Painter Paul Kolazinski and ceramists Margaret Henkels and Deborah Otto each approach form from a different angle. Subtle curves and shapes, unique edges, intersections and sophisticated planes bring together the worlds of painting, sculpture and ceramics. In this exhibition, Henkels’ handcrafted ceramics shift everyday household utensils to architectural considerations. Kolazinski uses traditional painting techniques to produce dynamic forms, which form the basis for a powerful exploration of color in the third dimension. And Otto’s turned and sculpted porcelain work emerges from the perfection of porcelain while reveling in its organic richness. Each artist invites the viewer to new perspectives on the intersection of form and surface allowing shadow, line, color and texture to join the conversation.

Blanton Art Museum
“Njideka Akunyili Crosby” – July 23 to December 4

This exhibition by Nigerian-born, Los Angeles-based artist Njideka Akunyili Crosby features four recent paintings on paper, the largest of which, Still You Bloom in This Land of No Gardens, depicts the artist holding her young child, wrapped of lush plants and vines.
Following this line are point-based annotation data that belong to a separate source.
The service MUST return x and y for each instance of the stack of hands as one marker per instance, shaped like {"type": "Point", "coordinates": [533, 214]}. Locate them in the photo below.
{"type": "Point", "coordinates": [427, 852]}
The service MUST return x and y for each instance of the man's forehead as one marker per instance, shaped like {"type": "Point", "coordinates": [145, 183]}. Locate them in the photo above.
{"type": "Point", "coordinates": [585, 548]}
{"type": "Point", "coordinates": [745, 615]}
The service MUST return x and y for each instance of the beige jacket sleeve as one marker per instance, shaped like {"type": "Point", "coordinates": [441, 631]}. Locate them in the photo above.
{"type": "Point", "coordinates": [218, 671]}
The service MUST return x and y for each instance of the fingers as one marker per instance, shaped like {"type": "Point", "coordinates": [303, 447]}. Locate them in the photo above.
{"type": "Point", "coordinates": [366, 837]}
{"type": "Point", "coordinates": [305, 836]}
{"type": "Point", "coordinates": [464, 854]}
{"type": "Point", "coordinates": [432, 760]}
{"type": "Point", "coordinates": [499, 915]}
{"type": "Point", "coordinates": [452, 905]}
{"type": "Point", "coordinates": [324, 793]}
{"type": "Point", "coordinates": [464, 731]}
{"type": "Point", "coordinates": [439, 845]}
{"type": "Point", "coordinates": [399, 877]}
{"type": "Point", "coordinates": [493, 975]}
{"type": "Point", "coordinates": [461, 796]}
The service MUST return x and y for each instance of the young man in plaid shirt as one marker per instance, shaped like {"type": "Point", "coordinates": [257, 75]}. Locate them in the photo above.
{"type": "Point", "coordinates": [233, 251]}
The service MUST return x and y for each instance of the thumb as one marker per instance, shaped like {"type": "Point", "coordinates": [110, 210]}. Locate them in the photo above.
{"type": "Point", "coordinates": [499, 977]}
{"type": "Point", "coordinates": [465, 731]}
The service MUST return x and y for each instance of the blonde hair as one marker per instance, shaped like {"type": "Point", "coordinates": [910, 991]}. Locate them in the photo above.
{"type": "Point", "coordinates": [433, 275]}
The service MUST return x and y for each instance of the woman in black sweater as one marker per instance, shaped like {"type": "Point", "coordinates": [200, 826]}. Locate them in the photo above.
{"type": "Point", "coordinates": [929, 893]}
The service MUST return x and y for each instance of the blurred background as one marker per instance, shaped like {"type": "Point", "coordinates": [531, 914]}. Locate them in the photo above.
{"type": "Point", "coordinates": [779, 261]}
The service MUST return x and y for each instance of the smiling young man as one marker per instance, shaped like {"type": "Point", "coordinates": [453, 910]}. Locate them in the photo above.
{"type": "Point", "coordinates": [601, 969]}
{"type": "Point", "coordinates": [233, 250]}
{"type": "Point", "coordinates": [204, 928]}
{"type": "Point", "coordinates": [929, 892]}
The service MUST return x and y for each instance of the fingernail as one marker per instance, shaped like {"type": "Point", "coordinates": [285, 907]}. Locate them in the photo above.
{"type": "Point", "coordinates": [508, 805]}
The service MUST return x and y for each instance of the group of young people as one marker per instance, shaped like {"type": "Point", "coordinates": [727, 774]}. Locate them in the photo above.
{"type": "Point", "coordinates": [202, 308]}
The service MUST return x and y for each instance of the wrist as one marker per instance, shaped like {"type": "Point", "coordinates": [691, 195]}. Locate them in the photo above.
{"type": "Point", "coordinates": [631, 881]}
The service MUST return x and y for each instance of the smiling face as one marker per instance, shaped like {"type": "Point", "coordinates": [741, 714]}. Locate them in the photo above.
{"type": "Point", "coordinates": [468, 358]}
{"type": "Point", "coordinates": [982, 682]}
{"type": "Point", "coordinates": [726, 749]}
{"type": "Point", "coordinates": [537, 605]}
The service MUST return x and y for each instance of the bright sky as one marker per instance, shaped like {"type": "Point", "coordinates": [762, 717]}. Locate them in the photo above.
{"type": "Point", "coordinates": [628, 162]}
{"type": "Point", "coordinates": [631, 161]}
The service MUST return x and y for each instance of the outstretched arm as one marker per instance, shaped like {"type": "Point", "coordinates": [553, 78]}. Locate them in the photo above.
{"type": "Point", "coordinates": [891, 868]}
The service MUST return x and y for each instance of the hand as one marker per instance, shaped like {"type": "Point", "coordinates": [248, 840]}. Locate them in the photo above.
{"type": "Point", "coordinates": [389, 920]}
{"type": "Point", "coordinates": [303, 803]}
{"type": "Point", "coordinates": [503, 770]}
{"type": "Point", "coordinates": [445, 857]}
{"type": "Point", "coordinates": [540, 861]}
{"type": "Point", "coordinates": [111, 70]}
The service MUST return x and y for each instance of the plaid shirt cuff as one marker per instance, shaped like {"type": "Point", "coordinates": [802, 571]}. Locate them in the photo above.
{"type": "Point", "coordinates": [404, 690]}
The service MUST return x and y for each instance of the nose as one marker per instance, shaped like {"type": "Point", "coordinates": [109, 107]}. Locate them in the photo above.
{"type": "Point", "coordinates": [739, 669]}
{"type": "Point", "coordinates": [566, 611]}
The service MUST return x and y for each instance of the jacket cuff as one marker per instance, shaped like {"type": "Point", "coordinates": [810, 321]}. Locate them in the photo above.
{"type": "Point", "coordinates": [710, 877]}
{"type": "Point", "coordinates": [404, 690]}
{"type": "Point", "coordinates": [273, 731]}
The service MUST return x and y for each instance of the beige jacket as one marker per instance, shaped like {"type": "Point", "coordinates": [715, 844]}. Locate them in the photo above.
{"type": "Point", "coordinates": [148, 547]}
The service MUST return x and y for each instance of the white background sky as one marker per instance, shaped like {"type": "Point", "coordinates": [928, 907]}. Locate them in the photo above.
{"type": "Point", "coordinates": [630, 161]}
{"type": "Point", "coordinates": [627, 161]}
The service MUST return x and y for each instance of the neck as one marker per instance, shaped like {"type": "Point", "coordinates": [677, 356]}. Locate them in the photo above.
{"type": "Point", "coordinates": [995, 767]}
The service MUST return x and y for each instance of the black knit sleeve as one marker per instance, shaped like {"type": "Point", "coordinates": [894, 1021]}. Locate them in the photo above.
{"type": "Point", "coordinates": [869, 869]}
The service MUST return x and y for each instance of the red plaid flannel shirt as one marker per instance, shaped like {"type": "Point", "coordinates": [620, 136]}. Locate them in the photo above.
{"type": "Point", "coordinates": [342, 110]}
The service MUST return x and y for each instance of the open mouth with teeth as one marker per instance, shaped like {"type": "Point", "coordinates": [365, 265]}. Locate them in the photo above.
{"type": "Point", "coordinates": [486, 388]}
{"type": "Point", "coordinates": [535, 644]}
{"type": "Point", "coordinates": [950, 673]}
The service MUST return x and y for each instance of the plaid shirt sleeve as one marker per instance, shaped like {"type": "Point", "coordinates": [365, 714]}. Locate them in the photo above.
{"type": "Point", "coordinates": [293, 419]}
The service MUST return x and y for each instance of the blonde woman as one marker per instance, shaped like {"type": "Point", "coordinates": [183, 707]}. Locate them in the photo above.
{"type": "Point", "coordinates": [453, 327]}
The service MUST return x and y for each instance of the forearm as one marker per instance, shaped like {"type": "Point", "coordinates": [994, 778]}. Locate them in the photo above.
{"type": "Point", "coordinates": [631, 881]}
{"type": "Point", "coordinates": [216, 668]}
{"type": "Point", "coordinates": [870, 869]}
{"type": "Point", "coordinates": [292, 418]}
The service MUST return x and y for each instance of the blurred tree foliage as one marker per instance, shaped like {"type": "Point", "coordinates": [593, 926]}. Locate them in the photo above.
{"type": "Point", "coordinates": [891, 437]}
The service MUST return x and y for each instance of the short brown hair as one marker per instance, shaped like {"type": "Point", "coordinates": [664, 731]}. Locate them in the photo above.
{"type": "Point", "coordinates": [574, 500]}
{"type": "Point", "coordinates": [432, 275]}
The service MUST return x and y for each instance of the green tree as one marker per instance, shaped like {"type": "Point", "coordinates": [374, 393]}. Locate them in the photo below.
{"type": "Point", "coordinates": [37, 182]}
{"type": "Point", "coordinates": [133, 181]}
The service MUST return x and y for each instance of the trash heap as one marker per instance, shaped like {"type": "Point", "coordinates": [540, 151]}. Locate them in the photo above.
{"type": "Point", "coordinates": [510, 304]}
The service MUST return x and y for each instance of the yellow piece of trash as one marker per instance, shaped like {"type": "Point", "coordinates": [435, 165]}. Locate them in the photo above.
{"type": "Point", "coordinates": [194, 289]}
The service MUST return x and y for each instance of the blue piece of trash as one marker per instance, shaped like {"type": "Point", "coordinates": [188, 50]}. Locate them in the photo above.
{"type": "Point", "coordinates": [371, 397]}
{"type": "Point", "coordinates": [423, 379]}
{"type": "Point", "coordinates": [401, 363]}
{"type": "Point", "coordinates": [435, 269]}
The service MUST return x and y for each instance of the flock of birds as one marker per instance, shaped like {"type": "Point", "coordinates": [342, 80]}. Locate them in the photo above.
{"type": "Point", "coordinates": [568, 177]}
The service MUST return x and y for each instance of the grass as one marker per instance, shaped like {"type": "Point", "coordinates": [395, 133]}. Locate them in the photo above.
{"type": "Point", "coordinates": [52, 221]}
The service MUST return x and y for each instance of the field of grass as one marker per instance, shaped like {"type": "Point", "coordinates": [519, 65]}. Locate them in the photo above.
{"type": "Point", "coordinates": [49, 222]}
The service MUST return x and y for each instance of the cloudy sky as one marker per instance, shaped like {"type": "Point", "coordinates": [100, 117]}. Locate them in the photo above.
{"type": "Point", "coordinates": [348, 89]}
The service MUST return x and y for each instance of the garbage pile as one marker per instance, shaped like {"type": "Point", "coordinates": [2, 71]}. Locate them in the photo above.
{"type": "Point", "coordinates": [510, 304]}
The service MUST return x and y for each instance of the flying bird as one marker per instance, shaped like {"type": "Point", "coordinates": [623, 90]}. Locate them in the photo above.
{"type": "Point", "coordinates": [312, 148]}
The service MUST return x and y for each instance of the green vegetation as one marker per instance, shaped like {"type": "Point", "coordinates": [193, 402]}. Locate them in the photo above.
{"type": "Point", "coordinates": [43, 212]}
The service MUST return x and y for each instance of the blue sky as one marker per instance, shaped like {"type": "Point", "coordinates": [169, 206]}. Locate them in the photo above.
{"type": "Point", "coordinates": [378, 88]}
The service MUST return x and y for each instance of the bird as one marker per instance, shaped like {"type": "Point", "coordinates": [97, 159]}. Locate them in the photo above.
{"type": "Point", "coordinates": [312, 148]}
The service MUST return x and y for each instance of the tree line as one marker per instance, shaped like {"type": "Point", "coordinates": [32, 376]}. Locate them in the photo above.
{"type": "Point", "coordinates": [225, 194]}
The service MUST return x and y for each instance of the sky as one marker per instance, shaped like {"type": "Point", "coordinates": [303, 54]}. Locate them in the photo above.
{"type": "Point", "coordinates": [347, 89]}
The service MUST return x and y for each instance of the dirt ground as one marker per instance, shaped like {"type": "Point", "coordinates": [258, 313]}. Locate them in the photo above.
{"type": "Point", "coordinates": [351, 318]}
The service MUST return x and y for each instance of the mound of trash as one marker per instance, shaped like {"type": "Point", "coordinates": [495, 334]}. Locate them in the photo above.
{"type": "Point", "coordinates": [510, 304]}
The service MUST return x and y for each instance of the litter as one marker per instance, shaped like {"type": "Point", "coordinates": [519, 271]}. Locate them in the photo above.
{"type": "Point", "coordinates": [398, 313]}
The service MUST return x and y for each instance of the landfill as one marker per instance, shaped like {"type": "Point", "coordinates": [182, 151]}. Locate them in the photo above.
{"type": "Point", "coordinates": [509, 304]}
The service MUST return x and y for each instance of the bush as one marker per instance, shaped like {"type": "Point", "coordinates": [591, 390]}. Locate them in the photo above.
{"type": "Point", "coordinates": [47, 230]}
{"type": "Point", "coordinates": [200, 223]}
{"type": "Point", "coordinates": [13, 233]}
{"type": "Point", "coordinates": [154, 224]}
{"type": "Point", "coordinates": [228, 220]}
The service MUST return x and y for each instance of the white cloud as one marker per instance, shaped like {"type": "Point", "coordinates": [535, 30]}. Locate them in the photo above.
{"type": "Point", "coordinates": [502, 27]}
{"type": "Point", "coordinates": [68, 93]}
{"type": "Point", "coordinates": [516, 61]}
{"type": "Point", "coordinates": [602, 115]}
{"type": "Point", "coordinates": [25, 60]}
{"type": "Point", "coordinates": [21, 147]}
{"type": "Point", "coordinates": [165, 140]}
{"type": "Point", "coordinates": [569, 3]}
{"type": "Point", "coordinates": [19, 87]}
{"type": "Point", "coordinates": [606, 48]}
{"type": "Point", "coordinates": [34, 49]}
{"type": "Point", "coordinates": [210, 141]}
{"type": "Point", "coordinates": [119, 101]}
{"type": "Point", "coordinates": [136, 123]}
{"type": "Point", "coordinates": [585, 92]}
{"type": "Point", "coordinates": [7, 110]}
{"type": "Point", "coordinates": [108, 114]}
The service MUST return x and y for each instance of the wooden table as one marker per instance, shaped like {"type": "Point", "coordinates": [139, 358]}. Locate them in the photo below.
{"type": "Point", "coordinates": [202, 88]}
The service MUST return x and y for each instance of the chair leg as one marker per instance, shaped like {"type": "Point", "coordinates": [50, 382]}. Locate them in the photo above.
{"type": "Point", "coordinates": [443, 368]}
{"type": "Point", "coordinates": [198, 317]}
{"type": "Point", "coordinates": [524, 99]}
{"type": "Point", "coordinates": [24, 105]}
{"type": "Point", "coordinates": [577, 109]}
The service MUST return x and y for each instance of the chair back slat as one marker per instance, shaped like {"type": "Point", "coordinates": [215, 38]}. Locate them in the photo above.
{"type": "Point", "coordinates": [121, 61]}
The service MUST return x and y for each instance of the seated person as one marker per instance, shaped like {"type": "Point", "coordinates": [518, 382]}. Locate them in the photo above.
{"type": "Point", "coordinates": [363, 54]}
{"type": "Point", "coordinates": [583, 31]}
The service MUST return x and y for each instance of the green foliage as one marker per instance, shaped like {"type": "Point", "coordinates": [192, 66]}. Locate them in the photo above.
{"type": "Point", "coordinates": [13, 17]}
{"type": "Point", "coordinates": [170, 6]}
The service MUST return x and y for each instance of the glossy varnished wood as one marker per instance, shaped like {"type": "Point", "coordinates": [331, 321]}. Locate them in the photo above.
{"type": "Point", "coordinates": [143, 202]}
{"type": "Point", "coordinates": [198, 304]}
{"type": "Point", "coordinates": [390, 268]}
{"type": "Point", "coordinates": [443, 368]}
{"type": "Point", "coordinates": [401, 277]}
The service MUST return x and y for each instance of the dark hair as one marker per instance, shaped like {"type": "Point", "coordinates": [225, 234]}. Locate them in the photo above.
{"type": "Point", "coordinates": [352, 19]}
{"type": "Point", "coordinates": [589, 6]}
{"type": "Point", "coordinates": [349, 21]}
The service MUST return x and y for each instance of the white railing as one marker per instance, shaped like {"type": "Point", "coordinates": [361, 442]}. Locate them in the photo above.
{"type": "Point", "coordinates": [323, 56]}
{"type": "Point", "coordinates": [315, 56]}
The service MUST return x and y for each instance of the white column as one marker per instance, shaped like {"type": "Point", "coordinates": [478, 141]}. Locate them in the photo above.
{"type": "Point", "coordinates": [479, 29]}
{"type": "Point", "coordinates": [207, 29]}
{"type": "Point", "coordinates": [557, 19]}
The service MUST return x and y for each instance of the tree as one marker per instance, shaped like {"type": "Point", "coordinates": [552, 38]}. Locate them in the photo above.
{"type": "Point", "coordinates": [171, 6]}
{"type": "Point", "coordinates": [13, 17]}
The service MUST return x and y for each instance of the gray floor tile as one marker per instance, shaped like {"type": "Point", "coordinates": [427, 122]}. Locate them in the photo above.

She created this work, she says, to counter the relative lack of depictions of loving black mothers in art, to make “the images I wish to see”. Akunyili Crosby wishes, as an artist, to “center black life, my experience as a black woman, and the complexity of black life – and imbue every piece I make with…this deep love I have for my black experience”. The other three paintings featured are new works highlighting Akunyili Crosby’s distinctive photo transfer technique using reproductions culled from an extensive image bank of photographs of his family in Nigeria; magazines illustrating notable Nigerian athletes, models and musicians; and the Vlisco fabric catalogs she amassed “to stay connected at home.”

grayDUCK Gallery
“Henry Horenstein: ANIMALIA” From July 30 to August 14

Photographer, filmmaker and author, Henry Horenstein is an internationally renowned artist. In his recent exhibition, “Animalia,” Horenstein describes his subjects as “almost perfect for a photographer, especially if they live in zoos and aquariums. If it’s raining, or the light is against you, you can come back the next day. Your subjects can’t go far. Animals don’t give any attitude, and they also don’t require any model release. For a while, I billed myself as the Jewish wildlife photographer. I’ve never shot in a jungle or underwater. Only where there was a food court, bathrooms and WiFi. Horenstein says he chooses to look up close and abstract, “to see my subjects for their inherent beauty , their strangeness, their mystery. For this, I often shot with macro lenses and close-up filters, so I could get closer, and worked with grainy, over-processed films and printed in sepia to give them a timeless, contemporary feel. Ancient.